The Courage to Warn

Anne Witton 1 year ago
Blog 3 mins

A couple of years ago, I was on holiday in Scotland with a friend and we had enjoyed a lovely coastal walk in the hot sun. (Yes, it does occasionally happen). We’d arrived at a particularly rugged clifftop overlooking a breathtaking cove with some fascinating geological formations. I decided I wanted a closer look and spotted a makeshift rope that people had obviously used to lower themselves down. My friend sensibly decided to stay up the top and strongly and repeatedly warned me to do the same. I should have listened to her. To cut a long story short, I ended up clinging to a cliff 40ft above jagged rocks before being airlifted to safety underneath a helicopter. I ignored the warnings and I nearly died.

There have been other times I’ve ignored the wise warnings of good friends. In my early Christian life, my honest and careful search of the Scriptures had led me to the conclusion that the Bible teaches that sex should only be in a marriage between a man and a woman. But even though I knew this to be true, I found it hard to live up to and so I got involved in a relationship with another woman. I felt conflicted because my life didn’t match up to what I believed, but I desperately wanted both this relationship and my faith.

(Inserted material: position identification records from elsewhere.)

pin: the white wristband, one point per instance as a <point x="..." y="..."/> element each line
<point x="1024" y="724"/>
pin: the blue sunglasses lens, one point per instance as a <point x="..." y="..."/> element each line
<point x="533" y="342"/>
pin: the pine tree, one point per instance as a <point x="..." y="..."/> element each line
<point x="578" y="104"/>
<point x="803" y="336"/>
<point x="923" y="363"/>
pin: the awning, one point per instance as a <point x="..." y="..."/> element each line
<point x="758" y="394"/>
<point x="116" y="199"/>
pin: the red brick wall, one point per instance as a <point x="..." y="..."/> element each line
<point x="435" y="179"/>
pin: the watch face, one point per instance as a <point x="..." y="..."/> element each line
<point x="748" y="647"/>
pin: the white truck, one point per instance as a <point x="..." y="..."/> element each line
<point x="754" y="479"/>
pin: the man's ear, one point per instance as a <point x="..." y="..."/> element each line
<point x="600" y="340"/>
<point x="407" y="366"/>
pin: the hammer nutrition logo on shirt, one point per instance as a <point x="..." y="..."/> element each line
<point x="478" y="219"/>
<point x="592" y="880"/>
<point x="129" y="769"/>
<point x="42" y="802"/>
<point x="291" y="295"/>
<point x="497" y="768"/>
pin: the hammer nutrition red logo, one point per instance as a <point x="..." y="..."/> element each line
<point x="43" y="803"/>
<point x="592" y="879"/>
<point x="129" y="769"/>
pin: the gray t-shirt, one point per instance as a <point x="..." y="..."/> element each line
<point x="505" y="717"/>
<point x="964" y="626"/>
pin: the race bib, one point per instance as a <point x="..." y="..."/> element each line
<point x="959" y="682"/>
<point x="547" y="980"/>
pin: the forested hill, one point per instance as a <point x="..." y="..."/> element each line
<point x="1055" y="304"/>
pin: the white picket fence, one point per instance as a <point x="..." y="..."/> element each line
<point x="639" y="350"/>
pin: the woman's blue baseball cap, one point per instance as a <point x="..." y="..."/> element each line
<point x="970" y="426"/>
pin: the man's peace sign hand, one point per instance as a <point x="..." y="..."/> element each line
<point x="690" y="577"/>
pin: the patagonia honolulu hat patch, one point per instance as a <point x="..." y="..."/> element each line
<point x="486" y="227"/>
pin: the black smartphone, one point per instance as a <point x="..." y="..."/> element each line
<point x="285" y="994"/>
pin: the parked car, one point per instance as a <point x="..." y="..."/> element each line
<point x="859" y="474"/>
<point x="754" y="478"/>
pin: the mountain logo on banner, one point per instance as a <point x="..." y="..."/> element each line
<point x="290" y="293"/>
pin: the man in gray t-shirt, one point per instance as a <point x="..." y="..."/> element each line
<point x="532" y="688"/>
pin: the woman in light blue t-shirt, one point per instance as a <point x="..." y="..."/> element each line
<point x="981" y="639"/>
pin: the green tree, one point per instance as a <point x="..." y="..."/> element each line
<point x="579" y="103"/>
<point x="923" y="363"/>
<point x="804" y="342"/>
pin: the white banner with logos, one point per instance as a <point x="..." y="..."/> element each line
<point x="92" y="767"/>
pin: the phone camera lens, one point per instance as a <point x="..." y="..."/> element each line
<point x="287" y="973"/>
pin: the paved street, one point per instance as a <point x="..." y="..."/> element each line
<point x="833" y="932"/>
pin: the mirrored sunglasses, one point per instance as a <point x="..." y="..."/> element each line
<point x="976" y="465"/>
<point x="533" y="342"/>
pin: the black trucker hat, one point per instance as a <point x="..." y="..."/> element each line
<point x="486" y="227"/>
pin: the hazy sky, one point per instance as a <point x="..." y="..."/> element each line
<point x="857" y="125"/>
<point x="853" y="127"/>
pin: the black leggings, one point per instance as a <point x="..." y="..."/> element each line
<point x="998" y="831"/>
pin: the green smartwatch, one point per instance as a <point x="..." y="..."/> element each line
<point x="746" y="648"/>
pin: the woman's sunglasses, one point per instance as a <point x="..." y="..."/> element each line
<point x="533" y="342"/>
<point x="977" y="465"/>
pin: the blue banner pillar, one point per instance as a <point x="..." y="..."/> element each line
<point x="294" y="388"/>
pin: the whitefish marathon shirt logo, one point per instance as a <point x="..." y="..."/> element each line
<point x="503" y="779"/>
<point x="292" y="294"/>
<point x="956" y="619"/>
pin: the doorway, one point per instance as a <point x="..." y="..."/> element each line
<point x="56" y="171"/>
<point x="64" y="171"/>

Some Christian friends told me I could have both and that it didn’t matter how I lived. Others told me that the Bible is supportive of sexual relationships between two people of the same sex. Still others avoided talking about it with me altogether. All of these responses seemed unhelpful to me, even though I recognised that my friends cared about me. Some were trying to encourage me to live out a sexual ethic that goes against orthodox biblical teaching and others were reluctant to confront me with the truth and would rather tell me what my itching ears wanted to hear (2 Timothy 4:3).

However, there were two people whose love for me and love for God saved me from heading into spiritual danger. One was the minister at the church I was part of at the time. I was open with him about the situation and asked him what would happen to me as a church member, drummer in the worship group, and occasional preacher. He very clearly and compassionately said that he wanted to help and support me as I worked through the implications of biblical teaching and my lifestyle choices. He wanted to give me space and time to wrestle with God’s word and work out how to navigate this relationship, but thought it would be helpful for me to have some time away from frontline ministry while I did it, which I thought was very sensible.

We agreed together that it would be appropriate that – should I decide that I was going to pursue this relationship long-term and morally justify it – at that point I would need to rescind my formal church membership. He emphasised that I would still be completely welcome to be part of the community and to come to church events. I thought the way this minister spoke truth in love to me was amazing (Ephesians 4:15). I was worried that I might have been thrown out of the church and told never to come back. Or on the other hand, he could have unhelpfully affirmed my relationship and prevented me from embracing God’s amazing purposes for my sexuality. Instead, he showed me the path of real love that ‘does not delight in evil but rejoices with the truth’ (1 Corinthians 13:6).

She loved me enough to tell me the truth, even though it was hard to hear. I’ll always be grateful for her.

Another friend who had the courage to speak truth to me was my house group leader. I had got to the point where I knew I needed to end the relationship, but I kept making excuses that it wasn’t the right time. She wisely saw that there are always excuses we can make, but the right time to be obedient to God is now. She loved me enough to tell me the truth, even though it was hard to hear (Proverbs 27:6). I’ll always be grateful for her.

With the support of these wise friends – and others – I did end the relationship, which was such a painful thing to do, but I’m convinced was the right thing for both of us. I am now enjoying fulfilling singleness lived in community with my brothers and sisters in Christ and it’s definitely not the ‘second best’ I had feared.

Returning to the cliff-top incident, my friend didn’t try to stop me lowering myself down the rope because she was trying to stop me having fun, or she was trying to be controlling, or she was following some warped set of rules. She was trying to stop me heading into danger. She was trying to prevent me coming to harm. That’s what good friends do. When it comes to misuse of our sexuality, let’s have the courage to listen to our wise friends, and let’s be the kind of friends who have the courage to warn.